MIG welders are used to weld thin or medium thick pieces of metal together. They are efficient and portable machines and create strong, good-looking welds. These welders are a particularly good choice when working outside, in windy conditions, on construction sites or when working with slightly dirty materials.
How to use a MIG welder?
MIG welders are great for beginners as they are multi-functional and capable of welding thin or medium-thick metals. MIG welding itself is also an easier type of welding to learn.
How does a MIG welder work?
A MIG welder works by having wire fed into a MIG gun at a speed programmed on a MIG welder. The MIG gun uses electricity to create heat and melt the wire to create the weld. While the weld is being created the welder channels a gas through the nozzle to create a gas microcosm. This protects the weld from the atmosphere’s gases and allows it to set cleanly, giving you a neat finish to your weld.
What gas does a MIG welder use?
The gas used in MIG welding is called a shielding gas and protects the weld from the atmosphere. In most cases for MIG welding this is carbon dioxide, either in its pure form or mixed with the inert gas argon.
Different mixes of these gases produce different welds. Pure carbon dioxide is the cheapest option. It provides a deep weld making it useful when working on thicker metals as it creates more heat.
However more commonly a mix of 75-95% carbon dioxide and 25-5% argon is used. This produces a more stable weld and reduces the amount of splatter, in turn creating a cleaner and better-looking weld.
When working with stainless steel, helium is often used. In this case a ratio of 25-75% helium to argon can be used.

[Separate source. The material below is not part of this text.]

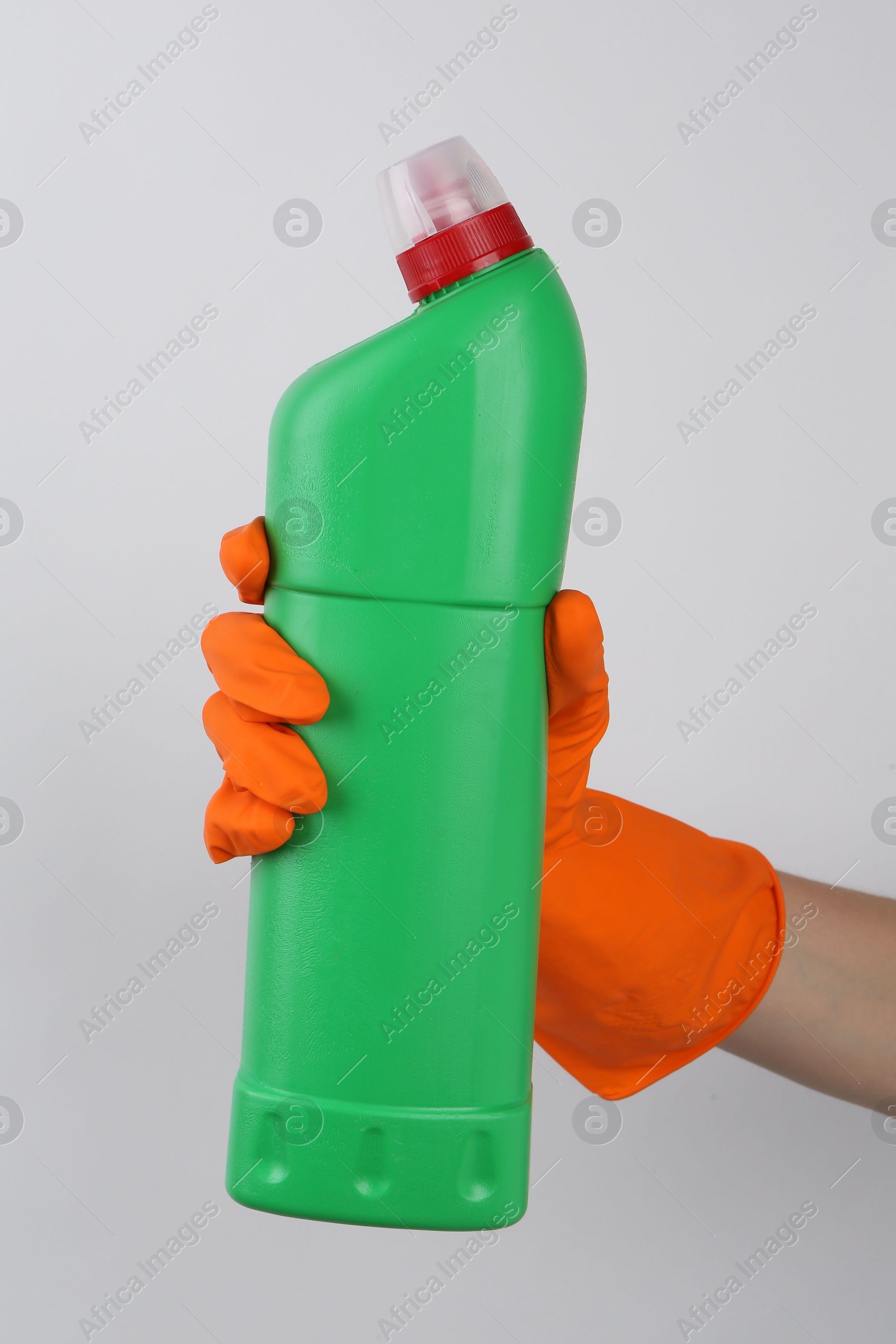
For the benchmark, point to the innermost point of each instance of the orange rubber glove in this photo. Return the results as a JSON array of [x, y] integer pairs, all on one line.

There are also other gases and ratios that can be used with specific metals. Double check what gas is most suitable for your project to ensure you get the best results.
What can you weld with a MIG welder?
MIG welding can be used on a wide range of metals. It can also be used to join different metal thickness together. Common metals that are suitable for MIG welding include carbon steel, stainless steel, aluminium, magnesium, copper, nickel and many other alloy metals.
The only constraint with MIG welding is the thickness of the metal – MIG welders are not able to handle thick metal pieces.